A separate email obtained by Nextgov/FCW, sent agency-wide on Monday morning from Librarian of Congress Carla Hayden, says that staff impacted by the hack would have been notified on the afternoon of Friday, Nov. 15. Hayden’s email also advised Library of Congress workers to review hyperlinked guidance about phishing emails and email security, though it remains unclear whether the infiltration was carried out via a phishing scam.

NBC News first reported the hack on Saturday. It remains unclear which country the hackers were affiliated with, though the common “big four” nation-state cyber adversaries — Russia, China, Iran and North Korea — would likely be among the contenders. 

In an internal email sent to congressional staff on Friday afternoon, the library said it mitigated the vulnerability used to access the communications and that the incident was referred to law enforcement. Nextgov/FCW has reached out to the FBI, and the Cybersecurity and Infrastructure Security Agency declined to comment.

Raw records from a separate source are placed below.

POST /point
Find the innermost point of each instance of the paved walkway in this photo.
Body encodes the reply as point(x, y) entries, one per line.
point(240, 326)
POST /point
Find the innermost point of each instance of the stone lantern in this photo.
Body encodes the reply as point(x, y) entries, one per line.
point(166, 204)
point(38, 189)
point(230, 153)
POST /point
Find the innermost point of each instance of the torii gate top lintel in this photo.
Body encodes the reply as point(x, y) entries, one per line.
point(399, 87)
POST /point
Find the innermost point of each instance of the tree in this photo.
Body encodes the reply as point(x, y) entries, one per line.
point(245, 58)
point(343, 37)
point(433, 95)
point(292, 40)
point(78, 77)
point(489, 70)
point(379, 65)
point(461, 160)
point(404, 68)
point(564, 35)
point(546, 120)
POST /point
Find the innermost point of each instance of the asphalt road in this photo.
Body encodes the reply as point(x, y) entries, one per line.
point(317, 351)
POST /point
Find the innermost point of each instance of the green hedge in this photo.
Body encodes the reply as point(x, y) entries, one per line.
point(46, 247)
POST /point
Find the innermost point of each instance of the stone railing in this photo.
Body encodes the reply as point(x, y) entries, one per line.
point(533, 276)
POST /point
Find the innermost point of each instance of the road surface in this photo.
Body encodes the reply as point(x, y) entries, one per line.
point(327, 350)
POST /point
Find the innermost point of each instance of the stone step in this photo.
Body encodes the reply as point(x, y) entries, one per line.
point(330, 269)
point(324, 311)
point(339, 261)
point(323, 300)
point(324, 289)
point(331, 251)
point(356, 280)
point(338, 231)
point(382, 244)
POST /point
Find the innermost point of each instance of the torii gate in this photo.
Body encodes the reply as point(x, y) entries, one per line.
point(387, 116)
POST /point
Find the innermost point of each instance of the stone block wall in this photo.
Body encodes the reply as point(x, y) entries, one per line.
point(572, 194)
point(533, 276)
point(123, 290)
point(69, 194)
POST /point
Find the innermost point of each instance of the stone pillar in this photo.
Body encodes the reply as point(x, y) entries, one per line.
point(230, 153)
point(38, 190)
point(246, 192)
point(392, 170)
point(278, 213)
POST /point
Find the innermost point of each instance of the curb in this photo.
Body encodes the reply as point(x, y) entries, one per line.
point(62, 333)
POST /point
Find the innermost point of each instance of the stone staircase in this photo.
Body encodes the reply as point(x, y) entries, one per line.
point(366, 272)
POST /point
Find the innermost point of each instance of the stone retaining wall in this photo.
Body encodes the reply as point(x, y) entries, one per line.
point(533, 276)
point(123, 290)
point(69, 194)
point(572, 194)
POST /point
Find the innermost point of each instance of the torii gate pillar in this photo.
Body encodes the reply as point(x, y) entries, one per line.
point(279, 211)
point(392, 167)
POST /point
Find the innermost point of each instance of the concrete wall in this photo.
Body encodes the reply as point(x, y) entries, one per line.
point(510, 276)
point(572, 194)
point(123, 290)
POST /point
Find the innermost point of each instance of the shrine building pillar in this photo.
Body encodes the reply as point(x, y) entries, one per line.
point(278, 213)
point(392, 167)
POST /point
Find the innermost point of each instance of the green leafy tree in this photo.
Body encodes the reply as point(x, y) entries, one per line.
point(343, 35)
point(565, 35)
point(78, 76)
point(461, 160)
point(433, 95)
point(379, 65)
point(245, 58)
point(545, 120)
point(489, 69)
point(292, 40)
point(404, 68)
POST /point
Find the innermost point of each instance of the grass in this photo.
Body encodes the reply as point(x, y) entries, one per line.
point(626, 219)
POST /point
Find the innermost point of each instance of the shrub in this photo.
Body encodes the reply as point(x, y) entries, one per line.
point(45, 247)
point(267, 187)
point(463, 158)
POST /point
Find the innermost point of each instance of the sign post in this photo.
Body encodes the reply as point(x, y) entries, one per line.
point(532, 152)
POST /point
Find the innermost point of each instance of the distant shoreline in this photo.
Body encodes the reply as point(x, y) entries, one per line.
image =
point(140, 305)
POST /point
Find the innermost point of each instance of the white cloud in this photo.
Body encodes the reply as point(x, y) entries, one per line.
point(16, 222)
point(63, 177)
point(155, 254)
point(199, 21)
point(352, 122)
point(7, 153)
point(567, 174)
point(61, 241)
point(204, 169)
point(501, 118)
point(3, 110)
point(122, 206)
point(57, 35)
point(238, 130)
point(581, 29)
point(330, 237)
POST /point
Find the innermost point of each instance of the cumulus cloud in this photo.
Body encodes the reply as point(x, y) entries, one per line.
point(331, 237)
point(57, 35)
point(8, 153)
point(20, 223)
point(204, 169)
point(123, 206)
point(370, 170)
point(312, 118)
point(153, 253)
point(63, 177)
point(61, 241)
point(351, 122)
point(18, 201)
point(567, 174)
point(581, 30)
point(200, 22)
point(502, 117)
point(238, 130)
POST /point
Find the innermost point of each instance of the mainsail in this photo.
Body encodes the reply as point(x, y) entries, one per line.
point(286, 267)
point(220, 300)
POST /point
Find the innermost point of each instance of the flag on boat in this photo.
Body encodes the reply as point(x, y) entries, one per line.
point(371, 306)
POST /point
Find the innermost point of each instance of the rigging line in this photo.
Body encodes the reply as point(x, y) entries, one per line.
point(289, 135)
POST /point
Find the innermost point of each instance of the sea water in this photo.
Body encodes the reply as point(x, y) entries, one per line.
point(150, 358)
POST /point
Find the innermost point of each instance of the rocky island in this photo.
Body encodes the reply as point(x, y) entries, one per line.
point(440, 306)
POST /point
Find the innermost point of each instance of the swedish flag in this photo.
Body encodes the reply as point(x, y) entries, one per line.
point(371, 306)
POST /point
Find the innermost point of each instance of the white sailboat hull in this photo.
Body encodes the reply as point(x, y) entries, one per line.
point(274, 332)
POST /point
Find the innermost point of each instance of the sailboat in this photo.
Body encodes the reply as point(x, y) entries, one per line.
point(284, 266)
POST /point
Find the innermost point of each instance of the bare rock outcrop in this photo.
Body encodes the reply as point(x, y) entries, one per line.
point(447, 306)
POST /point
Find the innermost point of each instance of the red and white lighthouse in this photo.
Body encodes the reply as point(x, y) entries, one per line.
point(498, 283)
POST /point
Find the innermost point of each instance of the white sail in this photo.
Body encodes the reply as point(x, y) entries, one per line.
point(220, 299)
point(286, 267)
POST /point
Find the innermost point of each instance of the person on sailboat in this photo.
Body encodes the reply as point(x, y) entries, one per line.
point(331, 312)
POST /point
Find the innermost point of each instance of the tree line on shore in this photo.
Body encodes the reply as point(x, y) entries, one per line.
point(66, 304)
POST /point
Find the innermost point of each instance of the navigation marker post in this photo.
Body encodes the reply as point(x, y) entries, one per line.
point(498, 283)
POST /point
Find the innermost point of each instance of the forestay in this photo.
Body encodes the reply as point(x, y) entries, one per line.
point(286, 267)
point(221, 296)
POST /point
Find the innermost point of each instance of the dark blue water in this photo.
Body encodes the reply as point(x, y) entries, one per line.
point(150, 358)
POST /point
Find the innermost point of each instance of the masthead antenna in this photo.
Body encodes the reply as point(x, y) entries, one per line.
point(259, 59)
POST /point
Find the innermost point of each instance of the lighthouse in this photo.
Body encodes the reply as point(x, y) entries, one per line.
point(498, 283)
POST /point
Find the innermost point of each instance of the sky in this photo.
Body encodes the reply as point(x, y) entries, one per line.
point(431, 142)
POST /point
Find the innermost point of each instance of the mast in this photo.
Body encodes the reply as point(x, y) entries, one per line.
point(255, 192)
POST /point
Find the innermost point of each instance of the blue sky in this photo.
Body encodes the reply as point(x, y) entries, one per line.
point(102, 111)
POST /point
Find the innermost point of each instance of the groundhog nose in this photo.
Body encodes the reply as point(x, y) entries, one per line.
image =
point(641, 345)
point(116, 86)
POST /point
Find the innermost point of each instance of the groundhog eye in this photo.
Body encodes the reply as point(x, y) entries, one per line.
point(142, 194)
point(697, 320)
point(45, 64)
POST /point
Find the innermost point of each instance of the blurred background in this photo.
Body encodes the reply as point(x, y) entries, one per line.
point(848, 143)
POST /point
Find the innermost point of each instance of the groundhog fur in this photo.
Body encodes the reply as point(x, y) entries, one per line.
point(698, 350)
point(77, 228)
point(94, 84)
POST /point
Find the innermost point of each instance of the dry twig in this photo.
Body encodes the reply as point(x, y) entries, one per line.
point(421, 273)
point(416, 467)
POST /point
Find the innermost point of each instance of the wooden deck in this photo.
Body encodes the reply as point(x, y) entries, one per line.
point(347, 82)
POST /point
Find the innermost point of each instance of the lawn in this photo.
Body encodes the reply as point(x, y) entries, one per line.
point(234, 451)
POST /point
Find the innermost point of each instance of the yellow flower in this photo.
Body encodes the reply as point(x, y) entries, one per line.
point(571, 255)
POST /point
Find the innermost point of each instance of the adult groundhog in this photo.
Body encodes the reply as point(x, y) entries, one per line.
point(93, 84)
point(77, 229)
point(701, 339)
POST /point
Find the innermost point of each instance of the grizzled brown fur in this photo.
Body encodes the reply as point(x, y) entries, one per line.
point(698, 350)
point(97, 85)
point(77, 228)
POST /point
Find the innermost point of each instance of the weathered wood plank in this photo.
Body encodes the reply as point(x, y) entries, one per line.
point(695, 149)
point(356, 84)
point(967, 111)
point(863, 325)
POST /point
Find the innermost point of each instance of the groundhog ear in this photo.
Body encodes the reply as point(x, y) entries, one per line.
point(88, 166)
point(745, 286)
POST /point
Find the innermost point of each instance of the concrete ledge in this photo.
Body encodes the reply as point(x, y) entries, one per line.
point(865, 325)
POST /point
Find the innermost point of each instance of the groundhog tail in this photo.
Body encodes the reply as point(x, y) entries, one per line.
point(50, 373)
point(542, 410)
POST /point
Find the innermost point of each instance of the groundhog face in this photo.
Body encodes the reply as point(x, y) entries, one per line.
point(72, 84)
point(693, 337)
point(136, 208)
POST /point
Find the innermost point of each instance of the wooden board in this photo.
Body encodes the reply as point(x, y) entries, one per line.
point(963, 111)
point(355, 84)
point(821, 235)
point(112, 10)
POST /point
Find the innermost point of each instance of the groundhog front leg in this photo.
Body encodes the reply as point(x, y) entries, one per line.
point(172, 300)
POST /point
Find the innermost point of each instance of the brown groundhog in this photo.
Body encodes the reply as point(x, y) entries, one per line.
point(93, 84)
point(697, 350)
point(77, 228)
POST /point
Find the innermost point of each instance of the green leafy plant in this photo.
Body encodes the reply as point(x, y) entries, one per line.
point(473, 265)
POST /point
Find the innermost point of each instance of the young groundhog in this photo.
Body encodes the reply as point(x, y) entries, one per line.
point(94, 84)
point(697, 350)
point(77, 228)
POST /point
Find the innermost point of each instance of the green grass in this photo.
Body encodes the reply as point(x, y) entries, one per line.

The Library is “currently analyzing what email communications were accessed and will contact impacted congressional staff and offices to provide additional information when it becomes available,” the email said. Specific email accounts of House and Senate networks were not compromised, nor was the U.S. copyright office, it noted.

Congressional committees that supervise the Library did not return a request for comment. Nextgov/FCW has also requested comment from House chief information officer Jamie Crotts — who declined to comment — and Senate CIO Chris Jordan.

Bill Ryan, the library’s communications director, confirmed the incident in a statement. 

“The Library has mitigated the vulnerability that the adversary used to access these emails and has taken measures to prevent such incidents in the future. The Library has referred the matter to law enforcement and is also conducting its own analysis of the breach,” he said in an email. 

In May, Nextgov/FCW reported that the Library of Congress was targeted in a cyberattack that occurred in parallel with a high-profile intrusion into the United Kingdom’s British Library last October, but the hackers ultimately failed to access the U.S. library’s systems.

Officials are on high alert for foreign adversary espionage attempts as news percolates about a sweeping Chinese hack into U.S. telecommunications providers and the infrastructure that underpins court-authorized wiretap requests, which has ensnared officials and people affiliated with both major 2024 presidential campaigns.

Over the weekend, the Wall Street Journal reported that T-Mobile is now included in the list of the ten or so telecommunications companies targeted by the group, dubbed Salt Typhoon by the cybersecurity community.

Editor's note: This article has been updated to correct when NBC News first reported the hack.